Editing Tip#105 – Don’t State the Obvious

One of the best ways to tighten up your prose is by learning to find and eliminate redundancies. Trust me, this is easier than it sounds.

First, you have to put some distance between yourself and your manuscript (if you can, give it a month but at least a minimum of 2 weeks if you’re working on a deadline).


Fashion by DaisyViktoria – deviantart

Second, look for places where give readers more detail than necessary.

For example:

She opened the door and got in the car.

Just say –

She got in the car.

You really don’t need to tell us that the door was opened – it’s implied by the natural order of things. Now, if you’re writing about a superhero just getting a hold of her incredible strength, then perhaps this simple every day fact might be worth mentioning if she’s been struggling with keeping doors on hinges. Otherwise, consider it commonsense and delete it.


He smashed his fist through the wall cursing in anger.

Just say –

He smashed his fist through the wall cursing.

Here it should be obvious that he’s angry or doing this action ‘in anger’ based on the build up of tension prior to this point or immediately after. It isn’t necessary to tell us how a character is feeling if you’ve already shown us.

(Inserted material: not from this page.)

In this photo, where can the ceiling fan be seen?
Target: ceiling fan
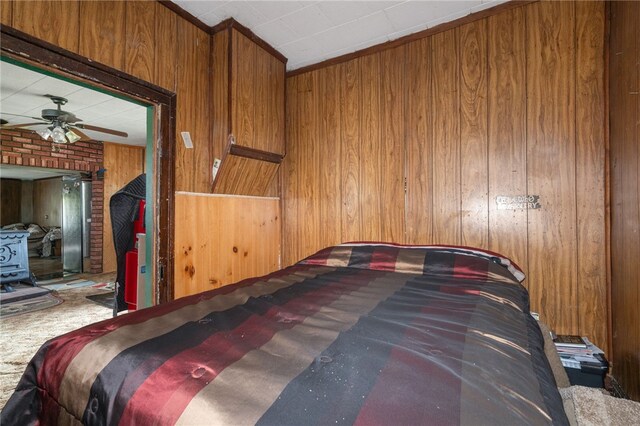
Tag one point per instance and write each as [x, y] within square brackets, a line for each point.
[61, 126]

So, go forth and rid your prose of these redundancies for a cleaner, sharper, better flowing manuscript.

Happy Editing!

Categories: Editing

Tags: , , , , , , , ,

2 replies

  1. You are so right. It’s one of the things that annoys me when I read–and still I find them in my writing. Good reminder.


    • It’s often something we do without even realizing it – adding the extra redundant info. With practice we can learn to catch most of these instances ourselves but a great beta reader willing to go the extra mile with a fresh set of eyes works wonders on clearing up those last few instances!